Sunday Times apologises after Rod Liddle's column last week breached Editor's Code (accuracy) by falsely claiming no opinion polls had been published {alleging a deliberate refusal!} to gauge levels of public support for Black Lives Matter movement. There are many such polls.
The newspaper has chosen to delete Liddle's entire section on this topic from its online editions, rather than to append the correction to the piece.

This does not end the issue, as complainants regard the correction as partial and insufficient to address the breach of the code.
Liddle made 3 false claims
1. There are no opinion polls due to (2) a deliberate policy to keep these facts 'shrouded' from the public, as pollsters 'would not like the results', since they would show that (3) the 'great mass' of public 'find the movement entirely repellent'
Ipso & the newspaper responded speedily. But I have told Sunday Times I regard this acknowledgement of one false claim (no polls) as falling short of their obligations on accuracy, and to it being 'essential the code be honoured not only to the letter but in the full spirit'
Given the columnist's concern about the facts about public opinion being 'shrouded', it seems to me ironic that the correction wishes to deal only with the process issue of substance, but to shroud the substance of the matter from the now misinformed readers.

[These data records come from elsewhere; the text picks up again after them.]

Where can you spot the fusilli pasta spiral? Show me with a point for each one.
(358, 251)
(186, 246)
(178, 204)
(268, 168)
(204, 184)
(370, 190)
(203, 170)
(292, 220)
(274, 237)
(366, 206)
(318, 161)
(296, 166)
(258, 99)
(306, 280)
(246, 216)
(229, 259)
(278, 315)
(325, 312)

I also expressed the view that it is disappointing to just drop the piece down Orwell's memory hole. Appending an adequate correction to the piece would be clearer about what the errors were and to make some effort to communicate what the true picture was too.
If the newspaper can't agree a resolution with complainants, it would go to the Ipso committee to adjudicate.

At this stage, neither newspaper nor Ipso have made any request for confidentiality, so I remain free to share at least my own views/side of this publicly with you.
My initial Ipso submission a week ago, a screenshot of the Liddle piece and an analysis of the oodles of polling on the topic can be found here. https://twitter.com/sundersays/status/1305421703854649344?s=19
I think the conspiracy theory is quite serious false allegation. Albeit bizarre on 2 minutes thought. Obviously newspapers could commission such polls, eg The Sun did so, to break this made-up conspiracy of silence https://twitter.com/sundersays/status/1305269294117335040?s=19
I appreciate that it would take some time and skill to remove the inaccurate and false claims from the text, given how central the imagined conspiracy theory is to it. Liddle is entitled to his opinions, but he is not under the code allowed to make up his own facts.
Extracts of the column's false and inaccurate claims.
Liddle wrong in his allergic-to-basic-research hunch that 'the mass of the public... finds the movement entirely repellent'. Evidence to date shows mixed attitudes, with strong opposition from around 1/6 people; most surveys also show a plurality of support over opposition.